Postprocessing¶
Postprocessing refers to evaluations and checks performed on a model to get an understanding of its properties and estimate its quality.
The BayesValidRox class bayesvalidrox.post_processing.post_processing.PostProcessing
includes functions that are applicable to all types of surrogate model.
valid_metamodel
: visualizing some metamodel runs against the corresponding model runscheck_accuracy
: computing the RMSE error of the surrogate model
Postprocessing methods that are specific to a type of surrogate or training include
plot_moments
: visualizing the moments of a polynomial chaos expansion (PCE, aPCE)sobol_indices
: calculating the Sobol’ and Total Sobol’ indices (PCE, aPCE)plot_seq_design_diagnostics
: visualizing diagnostics that were evaluated during sequential training (surrogate trained withtrain_sequential
)
Example¶
We want to compare out trained surrogate from Active learning: iteratively expanding the training set against its original model.

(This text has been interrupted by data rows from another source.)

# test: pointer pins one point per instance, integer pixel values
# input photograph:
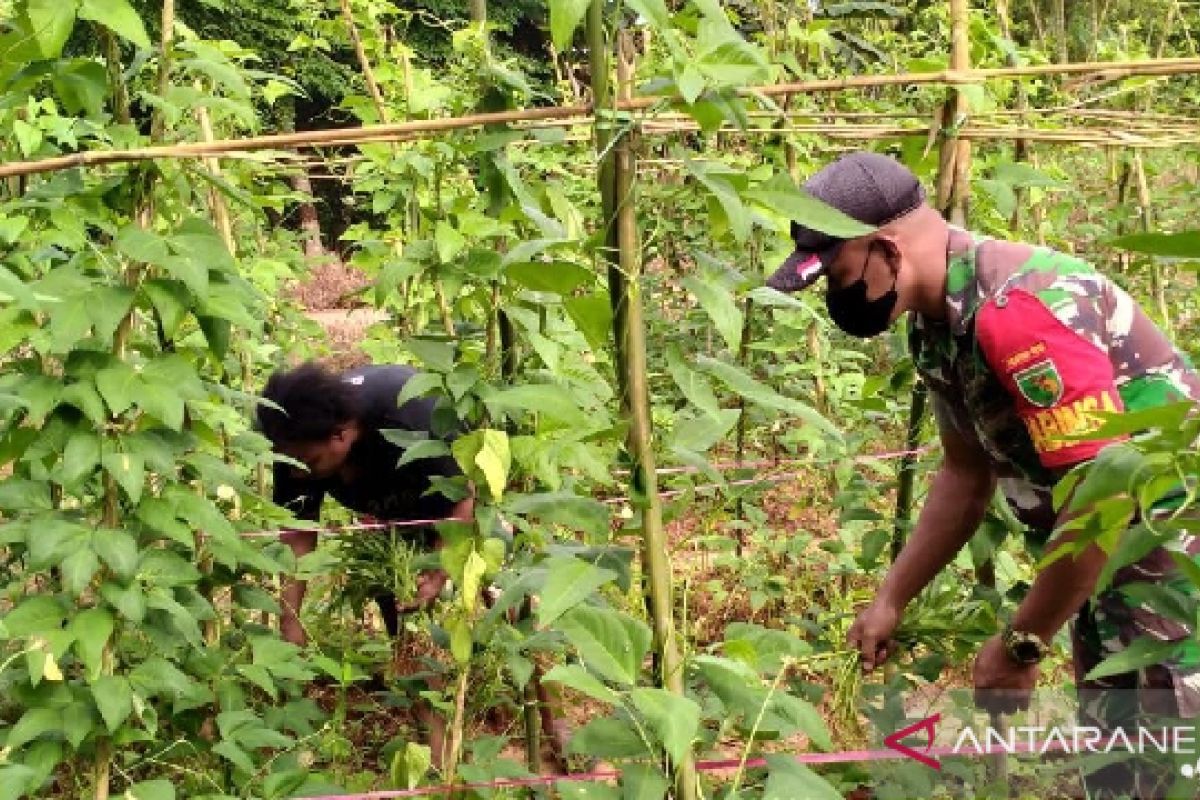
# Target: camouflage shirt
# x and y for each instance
(1032, 342)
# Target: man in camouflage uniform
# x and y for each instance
(1019, 347)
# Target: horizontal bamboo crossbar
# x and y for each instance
(1099, 71)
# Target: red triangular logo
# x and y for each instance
(927, 725)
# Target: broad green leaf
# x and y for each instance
(607, 642)
(1181, 245)
(1141, 653)
(643, 782)
(557, 277)
(79, 457)
(79, 569)
(547, 400)
(129, 470)
(35, 615)
(449, 241)
(82, 84)
(593, 316)
(654, 12)
(161, 402)
(141, 245)
(118, 549)
(787, 780)
(564, 17)
(581, 680)
(119, 17)
(693, 384)
(781, 196)
(697, 434)
(757, 392)
(150, 791)
(609, 738)
(725, 193)
(93, 629)
(411, 765)
(461, 642)
(472, 577)
(569, 582)
(672, 717)
(29, 138)
(721, 307)
(114, 699)
(51, 22)
(421, 450)
(35, 722)
(435, 354)
(118, 384)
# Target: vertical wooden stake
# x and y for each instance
(623, 257)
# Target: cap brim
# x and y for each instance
(798, 272)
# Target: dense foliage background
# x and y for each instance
(143, 305)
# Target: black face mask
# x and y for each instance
(852, 312)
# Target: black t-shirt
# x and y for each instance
(379, 487)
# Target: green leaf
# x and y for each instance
(51, 22)
(1181, 245)
(35, 615)
(34, 723)
(672, 717)
(93, 630)
(643, 782)
(83, 85)
(29, 138)
(569, 582)
(787, 780)
(781, 196)
(79, 457)
(581, 680)
(693, 384)
(697, 434)
(654, 11)
(119, 17)
(427, 449)
(721, 307)
(607, 738)
(747, 386)
(114, 699)
(557, 277)
(118, 385)
(547, 400)
(1141, 653)
(593, 316)
(118, 549)
(78, 570)
(129, 470)
(449, 241)
(564, 17)
(150, 791)
(607, 642)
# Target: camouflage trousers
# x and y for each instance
(1152, 696)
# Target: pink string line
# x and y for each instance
(715, 765)
(771, 479)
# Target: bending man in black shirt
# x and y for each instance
(331, 423)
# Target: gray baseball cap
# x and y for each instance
(868, 186)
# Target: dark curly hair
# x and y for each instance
(312, 403)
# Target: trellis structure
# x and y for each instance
(654, 115)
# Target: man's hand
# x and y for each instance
(429, 587)
(871, 633)
(1001, 685)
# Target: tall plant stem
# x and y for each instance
(623, 257)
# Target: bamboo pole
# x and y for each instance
(395, 131)
(622, 252)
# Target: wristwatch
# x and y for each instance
(1023, 647)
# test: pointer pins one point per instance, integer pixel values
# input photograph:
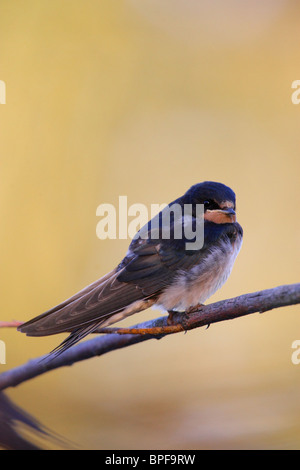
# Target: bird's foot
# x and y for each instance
(180, 317)
(194, 309)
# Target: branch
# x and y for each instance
(118, 338)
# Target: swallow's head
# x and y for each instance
(218, 201)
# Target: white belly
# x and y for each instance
(202, 281)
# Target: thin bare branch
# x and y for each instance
(118, 338)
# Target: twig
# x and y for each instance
(118, 338)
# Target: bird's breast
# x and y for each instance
(195, 286)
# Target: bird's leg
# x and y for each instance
(194, 309)
(170, 316)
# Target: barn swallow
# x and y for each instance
(155, 271)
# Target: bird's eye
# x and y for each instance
(210, 205)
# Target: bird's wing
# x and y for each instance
(149, 267)
(103, 298)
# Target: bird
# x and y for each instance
(158, 270)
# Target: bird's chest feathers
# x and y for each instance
(203, 280)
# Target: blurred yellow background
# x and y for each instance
(145, 98)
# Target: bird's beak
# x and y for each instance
(226, 215)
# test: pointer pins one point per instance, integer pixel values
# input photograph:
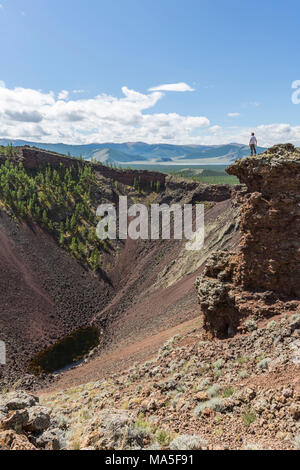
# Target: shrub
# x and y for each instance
(215, 404)
(251, 325)
(228, 391)
(213, 391)
(163, 438)
(264, 364)
(297, 442)
(187, 442)
(249, 417)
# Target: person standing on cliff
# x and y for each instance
(253, 144)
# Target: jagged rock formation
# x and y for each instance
(26, 425)
(263, 278)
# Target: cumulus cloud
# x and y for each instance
(173, 87)
(44, 116)
(24, 116)
(63, 95)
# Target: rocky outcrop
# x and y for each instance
(25, 425)
(33, 158)
(263, 277)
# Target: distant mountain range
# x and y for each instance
(140, 152)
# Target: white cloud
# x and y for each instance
(267, 135)
(36, 115)
(173, 87)
(42, 116)
(63, 95)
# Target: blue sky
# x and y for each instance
(240, 58)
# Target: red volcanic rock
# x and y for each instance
(263, 277)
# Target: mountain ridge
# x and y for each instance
(129, 152)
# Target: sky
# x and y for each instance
(159, 71)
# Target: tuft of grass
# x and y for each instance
(228, 391)
(249, 417)
(163, 438)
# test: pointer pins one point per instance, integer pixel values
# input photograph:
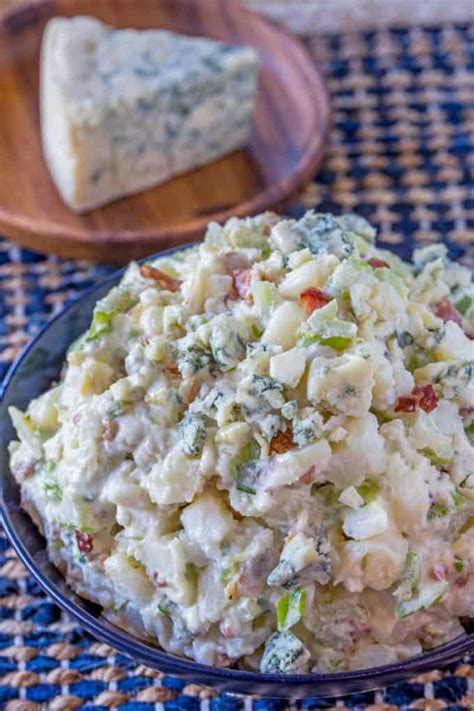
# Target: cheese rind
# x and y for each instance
(123, 110)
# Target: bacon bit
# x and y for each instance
(163, 280)
(84, 541)
(438, 572)
(312, 299)
(222, 660)
(159, 582)
(446, 312)
(282, 442)
(172, 370)
(242, 279)
(226, 631)
(405, 403)
(422, 396)
(426, 397)
(110, 430)
(378, 263)
(308, 476)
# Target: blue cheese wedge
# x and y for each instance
(123, 110)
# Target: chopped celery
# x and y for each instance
(264, 295)
(284, 653)
(437, 511)
(78, 344)
(117, 301)
(328, 492)
(410, 579)
(428, 596)
(390, 277)
(290, 609)
(458, 499)
(469, 430)
(464, 304)
(244, 467)
(435, 459)
(324, 327)
(101, 323)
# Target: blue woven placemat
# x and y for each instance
(401, 152)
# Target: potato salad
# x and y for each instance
(261, 455)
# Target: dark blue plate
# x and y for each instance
(32, 373)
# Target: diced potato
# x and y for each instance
(375, 563)
(313, 273)
(235, 433)
(454, 344)
(174, 481)
(166, 561)
(96, 377)
(289, 467)
(288, 367)
(151, 321)
(284, 237)
(130, 579)
(360, 455)
(284, 325)
(207, 521)
(344, 383)
(409, 504)
(351, 497)
(365, 522)
(43, 410)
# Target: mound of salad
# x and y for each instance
(261, 452)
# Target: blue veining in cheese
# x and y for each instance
(122, 110)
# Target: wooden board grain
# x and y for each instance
(284, 150)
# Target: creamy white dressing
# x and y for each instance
(261, 451)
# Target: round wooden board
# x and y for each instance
(285, 147)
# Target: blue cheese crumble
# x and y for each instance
(123, 110)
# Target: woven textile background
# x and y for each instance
(401, 152)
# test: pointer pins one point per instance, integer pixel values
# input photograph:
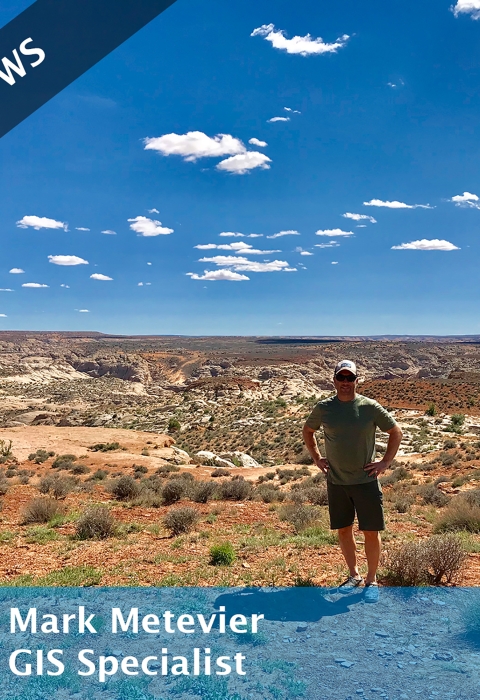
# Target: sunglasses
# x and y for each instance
(345, 377)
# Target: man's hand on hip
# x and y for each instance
(323, 465)
(376, 468)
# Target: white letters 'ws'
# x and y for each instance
(18, 67)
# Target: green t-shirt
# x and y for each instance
(349, 428)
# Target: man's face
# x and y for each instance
(345, 389)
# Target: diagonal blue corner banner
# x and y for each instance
(53, 42)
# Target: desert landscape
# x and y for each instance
(177, 461)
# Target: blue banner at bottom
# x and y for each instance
(239, 644)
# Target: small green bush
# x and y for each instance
(222, 554)
(181, 520)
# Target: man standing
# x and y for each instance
(349, 421)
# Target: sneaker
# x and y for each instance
(371, 592)
(350, 584)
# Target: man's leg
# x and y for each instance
(372, 551)
(349, 549)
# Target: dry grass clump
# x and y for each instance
(95, 523)
(461, 514)
(237, 489)
(299, 515)
(181, 520)
(425, 562)
(40, 510)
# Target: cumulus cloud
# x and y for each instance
(243, 162)
(467, 199)
(303, 45)
(102, 278)
(395, 205)
(219, 275)
(146, 227)
(424, 244)
(290, 232)
(67, 260)
(467, 7)
(359, 217)
(38, 222)
(333, 232)
(257, 142)
(195, 144)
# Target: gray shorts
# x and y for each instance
(366, 500)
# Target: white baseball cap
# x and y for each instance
(346, 365)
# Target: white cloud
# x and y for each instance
(257, 142)
(303, 45)
(467, 199)
(242, 163)
(146, 227)
(102, 278)
(359, 217)
(395, 205)
(219, 275)
(195, 144)
(67, 260)
(424, 244)
(285, 233)
(333, 232)
(38, 222)
(467, 7)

>>> from bayesvalidrox import PostProcessing
The postprocessing object expects the full engine. This allows it to perform both sampling, running the model and running the surrogate model.
>>> PostProc = PostProcessing(Engine_)
To gain an understanding of the approximation quality we use both valid_metamodel
and check_accuracy
.
>>> PostProc.valid_metamodel(n_samples=1)
>>> PostProc.check_accuracy(n_samples=10)
The visual comparison of model and metamodel results is saved in the folder Outputs_PostProcessing_calib
, while the accuracy check is given as console output.